The Vitamin D Inflammatory Burden Score (VDIBS) integrates vitamin D status, systemic inflammation (CRP, ferritin), and coagulation activation (D-dimer, LDH) into a simple 0–7 point composite index calculated at hospital admission. Risk stratification identifies three prognostic groups: low-risk (VDIBS 0–2, N = 178/301, 59.3%) with 8.4% severe disease and 0.6% mortality; moderate-risk (VDIBS 3–5, N = 245/301, 81.4%) with 45.7% severe disease and 2.0% mortality; and high-risk (VDIBS 6–7, N = 89/301, 29.6%) with 78.6% severe disease and 9.0% mortality. Each risk tier receives a distinct monitoring intensity (vital sign frequency, laboratory reassessment schedules, and imaging protocols), escalation triggers (clinical and biochemical thresholds mandating care tier advancement), and evidence-based pharmacological management including vitamin D repletion strategies (maintenance, high-dose correction, or emergency IV calcitriol), corticosteroids (dexamethasone), antivirals (remdesivir), immunomodulators (tocilizumab, baricitinib), and anticoagulation (prophylactic to therapeutic dosing). A mandatory reassessment at 48–72 h with a VDIBS recalculation enables dynamic de-escalation (improvement ≥ 2 points) or escalation (worsening ≥ 2 points) pathways based on the biomarker trajectory and clinical response, optimizing resource allocation during surge conditions while minimizing unnecessary intensive care utilization. Left panel: VDIBS calculation tool with stepwise component scoring. Center panels: Risk stratification with expected outcomes, monitoring strategies, and escalation triggers for each tier. Right panel: Pharmacological management protocols by risk group. Bottom panel: 48–72 h reassessment algorithm with de-escalation pathways and expected clinical trajectories. Color coding: green = low-risk, orange = moderate-risk, red = high-risk. All outcome data are derived from a prospective cohort (N = 301) with complete VDIBS component measurements (September 2022–December 2023). CRP, C-reactive protein; ICU, intensive care unit; LOS, length of stay; IV, intravenous; IU, international units; BID, twice daily; Q, every; HFNC, high-flow nasal cannula; NIV, non-invasive ventilation; ARDS, acute respiratory distress syndrome; ECMO, extracorporeal membrane oxygenation.

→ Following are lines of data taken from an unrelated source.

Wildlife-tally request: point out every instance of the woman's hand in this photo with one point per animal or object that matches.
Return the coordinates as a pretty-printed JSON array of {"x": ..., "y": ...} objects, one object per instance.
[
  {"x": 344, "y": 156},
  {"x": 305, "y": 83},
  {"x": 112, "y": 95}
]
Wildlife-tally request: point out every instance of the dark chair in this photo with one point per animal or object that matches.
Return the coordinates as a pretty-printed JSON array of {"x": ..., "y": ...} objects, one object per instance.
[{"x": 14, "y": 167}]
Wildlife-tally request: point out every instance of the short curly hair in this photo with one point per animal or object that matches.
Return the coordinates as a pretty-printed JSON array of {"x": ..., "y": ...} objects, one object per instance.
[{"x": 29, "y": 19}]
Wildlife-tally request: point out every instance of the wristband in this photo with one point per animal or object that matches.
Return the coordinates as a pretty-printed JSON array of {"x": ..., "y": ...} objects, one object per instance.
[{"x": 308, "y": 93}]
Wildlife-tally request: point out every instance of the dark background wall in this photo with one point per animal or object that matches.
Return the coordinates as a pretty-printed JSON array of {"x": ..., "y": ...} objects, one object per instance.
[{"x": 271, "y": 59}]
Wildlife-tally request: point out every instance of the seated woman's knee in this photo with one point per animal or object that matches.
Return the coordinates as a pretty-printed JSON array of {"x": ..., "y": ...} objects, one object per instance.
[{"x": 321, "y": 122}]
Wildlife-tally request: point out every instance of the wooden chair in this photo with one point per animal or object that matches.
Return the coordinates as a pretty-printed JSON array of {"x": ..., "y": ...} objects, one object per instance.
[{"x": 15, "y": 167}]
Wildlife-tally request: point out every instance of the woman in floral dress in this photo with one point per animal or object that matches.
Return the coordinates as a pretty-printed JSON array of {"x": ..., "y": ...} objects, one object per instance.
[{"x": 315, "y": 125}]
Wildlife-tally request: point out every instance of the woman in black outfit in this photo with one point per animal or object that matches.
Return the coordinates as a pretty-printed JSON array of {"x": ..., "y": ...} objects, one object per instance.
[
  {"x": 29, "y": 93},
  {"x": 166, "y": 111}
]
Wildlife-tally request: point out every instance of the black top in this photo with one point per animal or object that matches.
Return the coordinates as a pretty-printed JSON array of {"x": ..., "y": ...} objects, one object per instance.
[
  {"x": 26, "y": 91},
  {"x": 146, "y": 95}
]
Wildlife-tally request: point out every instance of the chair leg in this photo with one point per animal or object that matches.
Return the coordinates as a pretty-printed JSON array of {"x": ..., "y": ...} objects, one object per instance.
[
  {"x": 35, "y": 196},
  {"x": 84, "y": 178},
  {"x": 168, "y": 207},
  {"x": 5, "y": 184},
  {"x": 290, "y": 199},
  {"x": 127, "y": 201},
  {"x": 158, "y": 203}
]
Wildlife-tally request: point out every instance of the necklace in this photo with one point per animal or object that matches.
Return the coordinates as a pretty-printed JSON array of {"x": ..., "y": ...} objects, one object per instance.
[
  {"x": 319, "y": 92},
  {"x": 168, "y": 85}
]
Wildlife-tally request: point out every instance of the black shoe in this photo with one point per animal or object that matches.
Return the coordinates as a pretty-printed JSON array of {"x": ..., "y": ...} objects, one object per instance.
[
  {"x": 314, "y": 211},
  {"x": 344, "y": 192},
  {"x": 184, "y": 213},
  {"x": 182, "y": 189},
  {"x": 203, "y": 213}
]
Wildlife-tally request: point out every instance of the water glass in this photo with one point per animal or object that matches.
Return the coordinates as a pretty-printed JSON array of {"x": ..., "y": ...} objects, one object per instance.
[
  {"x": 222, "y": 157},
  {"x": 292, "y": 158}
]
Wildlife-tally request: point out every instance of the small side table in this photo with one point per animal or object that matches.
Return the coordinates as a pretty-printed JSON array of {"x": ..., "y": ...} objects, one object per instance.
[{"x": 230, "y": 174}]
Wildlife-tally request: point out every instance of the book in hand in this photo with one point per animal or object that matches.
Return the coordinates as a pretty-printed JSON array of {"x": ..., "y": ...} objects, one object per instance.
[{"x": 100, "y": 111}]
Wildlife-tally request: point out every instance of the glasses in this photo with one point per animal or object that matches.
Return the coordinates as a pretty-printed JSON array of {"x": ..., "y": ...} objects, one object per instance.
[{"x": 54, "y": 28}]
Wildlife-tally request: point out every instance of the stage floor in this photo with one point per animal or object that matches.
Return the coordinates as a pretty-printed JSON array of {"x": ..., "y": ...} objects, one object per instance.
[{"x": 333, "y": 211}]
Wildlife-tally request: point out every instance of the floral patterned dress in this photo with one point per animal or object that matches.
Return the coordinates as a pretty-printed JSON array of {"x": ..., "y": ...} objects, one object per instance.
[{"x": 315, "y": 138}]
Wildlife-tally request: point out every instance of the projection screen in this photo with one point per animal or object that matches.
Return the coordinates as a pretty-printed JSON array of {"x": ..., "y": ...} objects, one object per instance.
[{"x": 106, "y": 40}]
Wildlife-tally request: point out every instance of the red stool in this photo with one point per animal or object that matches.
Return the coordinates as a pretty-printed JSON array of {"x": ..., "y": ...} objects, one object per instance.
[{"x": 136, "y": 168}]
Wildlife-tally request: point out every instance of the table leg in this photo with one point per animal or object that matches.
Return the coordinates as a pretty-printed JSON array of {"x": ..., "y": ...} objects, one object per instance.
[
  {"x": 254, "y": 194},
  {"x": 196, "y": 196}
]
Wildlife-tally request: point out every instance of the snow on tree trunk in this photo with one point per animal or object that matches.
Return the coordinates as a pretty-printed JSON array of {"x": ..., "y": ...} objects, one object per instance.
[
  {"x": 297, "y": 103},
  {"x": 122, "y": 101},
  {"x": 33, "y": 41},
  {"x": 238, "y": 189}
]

Critical safety caveats: (1) These recommendations represent suggested initial management strategies based on the current evidence synthesis and require individualization based on local formulary, patient comorbidities, institutional protocols, and physician clinical judgment. This framework does NOT constitute a directive clinical protocol but rather a starting point for shared decision-making. (2) High-dose vitamin D therapy (>10,000 IU daily or IV calcitriol) should only be undertaken with baseline measurements of serum calcium, phosphate, and creatinine/eGFR, followed by the regular monitoring of serum calcium every 3–5 days during high-dose therapy. (3) Absolute contraindications to high-dose vitamin D include a history of hypercalcemia, eGFR < 15 mL/min, active granulomatous disease (sarcoidosis, tuberculosis), or concurrent thiazide diuretics. (4) Vitamin D dosing should be adjusted for the baseline serum 25(OH)D_3_ concentration—patients with a severe deficiency (<30 nmol/L) may require higher initial doses with more intensive monitoring. (5) Clinicians should consult institutional protocols, specialist recommendations (endocrinology, infectious disease, and ICU), and current clinical practice guidelines before implementing high-dose vitamin D regimens. See Discussion Section 3.4 for evidence synthesis and detailed safety considerations.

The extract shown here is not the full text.